Across the record, there’s a wash of fuzzed up guitars and blissed out melodies that recalls the blogosphere-boom of late noughties bedroom-pop and SoCal-haze. “can’t help myself” is a crush of pleading vocals and driving pace, ripped with cacophonous reverb and pummelling guitars, while recent single “don’t tell me” is a lullaby with spacious production and lilted harmonies that cruises with a lyrical nonchalance.

It’s a stark contrast to the live band that kicked off an early-evening mosh pit when they opened our showcase at this year’s SXSW festival in Austin, Texas. “That’s my favourite thing. We’re so different live and I honestly think it wasn’t intentional, it’s honestly just because of the lineup of our band,” Lopez says.

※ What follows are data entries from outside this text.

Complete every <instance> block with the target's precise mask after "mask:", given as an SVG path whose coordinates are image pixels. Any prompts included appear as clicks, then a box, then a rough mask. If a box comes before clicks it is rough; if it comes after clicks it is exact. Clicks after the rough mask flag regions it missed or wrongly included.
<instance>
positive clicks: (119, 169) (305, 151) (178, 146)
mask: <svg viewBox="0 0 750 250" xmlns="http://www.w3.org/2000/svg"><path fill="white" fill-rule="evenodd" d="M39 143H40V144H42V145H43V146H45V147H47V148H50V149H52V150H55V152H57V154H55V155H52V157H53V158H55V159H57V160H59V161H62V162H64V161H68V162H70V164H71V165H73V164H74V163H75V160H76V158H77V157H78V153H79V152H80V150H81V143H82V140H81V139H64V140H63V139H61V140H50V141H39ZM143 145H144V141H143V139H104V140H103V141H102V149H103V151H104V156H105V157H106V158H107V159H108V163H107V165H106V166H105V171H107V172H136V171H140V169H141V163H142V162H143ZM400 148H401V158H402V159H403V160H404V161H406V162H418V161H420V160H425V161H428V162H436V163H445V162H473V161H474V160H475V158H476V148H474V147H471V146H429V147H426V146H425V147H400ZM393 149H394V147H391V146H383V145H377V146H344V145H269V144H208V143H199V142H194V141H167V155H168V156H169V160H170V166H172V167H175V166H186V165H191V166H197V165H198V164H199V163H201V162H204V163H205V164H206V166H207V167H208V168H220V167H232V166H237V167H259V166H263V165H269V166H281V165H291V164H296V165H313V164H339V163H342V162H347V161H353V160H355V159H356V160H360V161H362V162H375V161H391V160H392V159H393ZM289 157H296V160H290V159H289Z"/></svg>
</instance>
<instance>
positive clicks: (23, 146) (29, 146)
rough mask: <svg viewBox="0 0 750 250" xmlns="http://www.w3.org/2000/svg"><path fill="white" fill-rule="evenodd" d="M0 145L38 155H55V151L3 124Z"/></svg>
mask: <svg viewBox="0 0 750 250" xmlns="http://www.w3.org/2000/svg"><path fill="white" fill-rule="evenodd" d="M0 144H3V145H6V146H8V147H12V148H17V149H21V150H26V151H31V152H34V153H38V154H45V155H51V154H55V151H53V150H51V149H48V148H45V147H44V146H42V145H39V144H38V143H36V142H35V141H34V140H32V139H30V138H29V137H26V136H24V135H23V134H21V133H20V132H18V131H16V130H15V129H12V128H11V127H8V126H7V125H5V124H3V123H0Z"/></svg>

Moving forwards with a practised unity, the next step for Mind’s Eye is to turn their streaming success into ticket sales, something that’s already happening naturally in certain US cities. “There was this one venue where we played, “Wasted Affairs” was doing good and there were probably thirty people there, and then when we played there a year later there was a line out the door. I was like, wow, there’s the change,” laughs Scott. “Maybe it took a while to bleed over into real life but now that we’ve been doing shows more regularly and people know that we’re a live band they can go see, the shows have been good.”